- Country: Australia
- Location: Walkaway, Western Australia
- Coordinates: 28°54′14″S 115°06′19″E﻿ / ﻿28.904°S 115.1054°E
- Status: Operational
- Construction began: 2012
- Commission date: August 2012
- Owner: Bright Energy Investments

Solar farm
- Type: Flat-panel PV
- Collectors: 150,000
- Site area: 50 hectares (120 acres)

Power generation
- Nameplate capacity: 40 MW

= Greenough River Solar Farm =

Photovoltaic power station in Western Australia

The Greenough River Solar Farm is a 40 megawatt (MW) photovoltaic power station located in Walkaway, Western Australia. When it opened in October, 2012, it was the country's first utility-scale solar farm. It remained Australia's largest solar PV system until 2014, when it was superseded by the 20 MW Royalla solar farm in Canberra. The Greenough River Solar Farm was built by Verve Energy and joint venture partners GE Financial Services. It uses over 150,000 thin film modules based on CdTe-PV technology provided by U.S. company First Solar.

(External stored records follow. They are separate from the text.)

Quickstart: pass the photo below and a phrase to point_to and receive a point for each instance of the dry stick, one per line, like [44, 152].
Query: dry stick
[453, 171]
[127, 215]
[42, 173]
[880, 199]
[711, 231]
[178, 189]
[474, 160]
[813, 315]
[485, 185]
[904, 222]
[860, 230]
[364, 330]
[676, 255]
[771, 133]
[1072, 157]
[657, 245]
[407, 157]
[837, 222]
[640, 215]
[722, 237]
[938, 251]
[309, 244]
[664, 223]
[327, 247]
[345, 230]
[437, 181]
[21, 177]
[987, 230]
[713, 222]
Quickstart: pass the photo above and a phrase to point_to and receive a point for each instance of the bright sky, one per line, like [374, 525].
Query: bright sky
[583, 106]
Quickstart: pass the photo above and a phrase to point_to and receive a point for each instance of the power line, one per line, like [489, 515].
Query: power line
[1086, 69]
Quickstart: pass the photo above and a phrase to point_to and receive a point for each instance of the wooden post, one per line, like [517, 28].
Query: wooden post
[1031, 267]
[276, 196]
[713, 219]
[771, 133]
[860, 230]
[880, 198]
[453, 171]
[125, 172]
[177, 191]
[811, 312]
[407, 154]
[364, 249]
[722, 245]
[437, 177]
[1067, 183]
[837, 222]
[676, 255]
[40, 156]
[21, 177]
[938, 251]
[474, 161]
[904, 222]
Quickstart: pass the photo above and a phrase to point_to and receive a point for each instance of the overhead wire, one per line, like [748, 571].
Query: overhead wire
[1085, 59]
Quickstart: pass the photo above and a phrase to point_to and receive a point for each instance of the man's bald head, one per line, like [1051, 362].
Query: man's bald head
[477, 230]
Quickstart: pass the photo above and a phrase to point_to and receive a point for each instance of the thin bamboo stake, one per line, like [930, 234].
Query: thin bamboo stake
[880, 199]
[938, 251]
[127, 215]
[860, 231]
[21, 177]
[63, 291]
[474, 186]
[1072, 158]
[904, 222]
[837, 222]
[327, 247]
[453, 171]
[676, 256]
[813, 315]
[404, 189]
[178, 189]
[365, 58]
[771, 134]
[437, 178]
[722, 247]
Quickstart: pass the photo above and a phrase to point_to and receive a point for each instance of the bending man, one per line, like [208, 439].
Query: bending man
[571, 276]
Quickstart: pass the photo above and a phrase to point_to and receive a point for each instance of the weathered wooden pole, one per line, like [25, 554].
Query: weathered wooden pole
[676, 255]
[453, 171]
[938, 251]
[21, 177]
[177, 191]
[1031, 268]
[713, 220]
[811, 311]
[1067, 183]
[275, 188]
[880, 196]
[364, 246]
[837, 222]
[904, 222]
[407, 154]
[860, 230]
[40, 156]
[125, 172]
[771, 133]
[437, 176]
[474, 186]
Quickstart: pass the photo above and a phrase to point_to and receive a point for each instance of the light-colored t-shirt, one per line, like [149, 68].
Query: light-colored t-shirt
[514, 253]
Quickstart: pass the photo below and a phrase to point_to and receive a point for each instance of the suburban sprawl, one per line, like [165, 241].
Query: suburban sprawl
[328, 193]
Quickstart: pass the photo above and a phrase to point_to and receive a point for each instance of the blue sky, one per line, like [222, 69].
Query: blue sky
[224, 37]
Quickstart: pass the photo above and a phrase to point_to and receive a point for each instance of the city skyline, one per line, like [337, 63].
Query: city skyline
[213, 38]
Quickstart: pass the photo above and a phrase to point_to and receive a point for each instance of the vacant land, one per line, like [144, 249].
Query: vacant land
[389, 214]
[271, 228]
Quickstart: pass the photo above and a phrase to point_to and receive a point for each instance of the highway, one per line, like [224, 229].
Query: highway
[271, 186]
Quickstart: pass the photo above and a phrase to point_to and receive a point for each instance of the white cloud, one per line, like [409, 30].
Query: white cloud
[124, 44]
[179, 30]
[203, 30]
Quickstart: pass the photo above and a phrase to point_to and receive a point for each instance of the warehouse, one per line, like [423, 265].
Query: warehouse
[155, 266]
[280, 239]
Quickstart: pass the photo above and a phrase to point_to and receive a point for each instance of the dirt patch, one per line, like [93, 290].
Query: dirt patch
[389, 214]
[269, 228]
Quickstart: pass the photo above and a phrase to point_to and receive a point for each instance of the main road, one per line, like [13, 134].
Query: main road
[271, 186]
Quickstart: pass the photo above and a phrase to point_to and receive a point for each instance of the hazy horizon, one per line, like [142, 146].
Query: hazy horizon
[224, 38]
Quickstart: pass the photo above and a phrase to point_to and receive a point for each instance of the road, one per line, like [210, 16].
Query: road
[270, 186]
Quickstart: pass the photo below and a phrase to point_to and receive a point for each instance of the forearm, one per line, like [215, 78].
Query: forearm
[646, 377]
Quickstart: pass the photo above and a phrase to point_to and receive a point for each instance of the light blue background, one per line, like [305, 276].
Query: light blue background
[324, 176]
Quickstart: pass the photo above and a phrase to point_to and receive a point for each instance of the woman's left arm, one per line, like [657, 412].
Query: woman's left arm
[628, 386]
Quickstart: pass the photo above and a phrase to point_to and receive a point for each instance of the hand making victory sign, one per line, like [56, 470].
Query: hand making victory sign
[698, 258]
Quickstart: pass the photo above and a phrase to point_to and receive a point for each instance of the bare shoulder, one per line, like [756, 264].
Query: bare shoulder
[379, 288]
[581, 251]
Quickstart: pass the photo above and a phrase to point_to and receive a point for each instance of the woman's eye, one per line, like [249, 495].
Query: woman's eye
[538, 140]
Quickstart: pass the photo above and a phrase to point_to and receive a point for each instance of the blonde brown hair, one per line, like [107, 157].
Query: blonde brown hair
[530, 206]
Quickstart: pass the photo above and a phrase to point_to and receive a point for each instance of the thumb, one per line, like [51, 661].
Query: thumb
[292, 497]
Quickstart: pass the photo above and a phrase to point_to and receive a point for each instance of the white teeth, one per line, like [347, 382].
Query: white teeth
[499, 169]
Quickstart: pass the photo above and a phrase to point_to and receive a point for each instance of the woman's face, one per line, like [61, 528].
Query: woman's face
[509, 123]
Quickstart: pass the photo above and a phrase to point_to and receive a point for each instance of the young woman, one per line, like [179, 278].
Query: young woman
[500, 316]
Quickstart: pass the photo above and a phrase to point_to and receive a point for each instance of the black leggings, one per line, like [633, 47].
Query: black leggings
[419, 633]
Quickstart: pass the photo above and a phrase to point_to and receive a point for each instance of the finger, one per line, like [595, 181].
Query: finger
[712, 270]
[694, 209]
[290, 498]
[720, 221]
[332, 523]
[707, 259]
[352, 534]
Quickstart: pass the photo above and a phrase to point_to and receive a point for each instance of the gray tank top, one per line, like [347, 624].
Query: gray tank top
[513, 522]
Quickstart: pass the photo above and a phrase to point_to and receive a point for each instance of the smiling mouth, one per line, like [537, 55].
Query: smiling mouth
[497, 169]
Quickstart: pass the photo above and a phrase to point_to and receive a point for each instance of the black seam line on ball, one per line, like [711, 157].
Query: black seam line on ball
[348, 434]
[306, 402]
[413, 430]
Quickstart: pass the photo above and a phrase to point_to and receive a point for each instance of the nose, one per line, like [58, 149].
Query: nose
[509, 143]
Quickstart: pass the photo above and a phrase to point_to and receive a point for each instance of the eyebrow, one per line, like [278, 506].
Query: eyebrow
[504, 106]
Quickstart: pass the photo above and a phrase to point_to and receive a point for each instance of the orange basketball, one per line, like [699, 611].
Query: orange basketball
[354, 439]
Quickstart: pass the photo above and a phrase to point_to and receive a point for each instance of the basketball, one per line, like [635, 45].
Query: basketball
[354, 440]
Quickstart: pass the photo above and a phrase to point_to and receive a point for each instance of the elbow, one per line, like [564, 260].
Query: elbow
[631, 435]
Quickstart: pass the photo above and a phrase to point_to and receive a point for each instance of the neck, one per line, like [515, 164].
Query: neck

Its exact location is at Nangetty Walkaway Road, Walkaway, 50 kilometres southeast of Geraldton and covers an area of 80 ha.

The solar farm has been owned by Bright Energy investments since April 2018. It is currently undergoing and expansion to increase capacity by a further 30MW and RCR Tomlinson was awarded a $60 million engineering, construction and procurement contract for expansion, The expansion project is expected to be complete by mid 2019.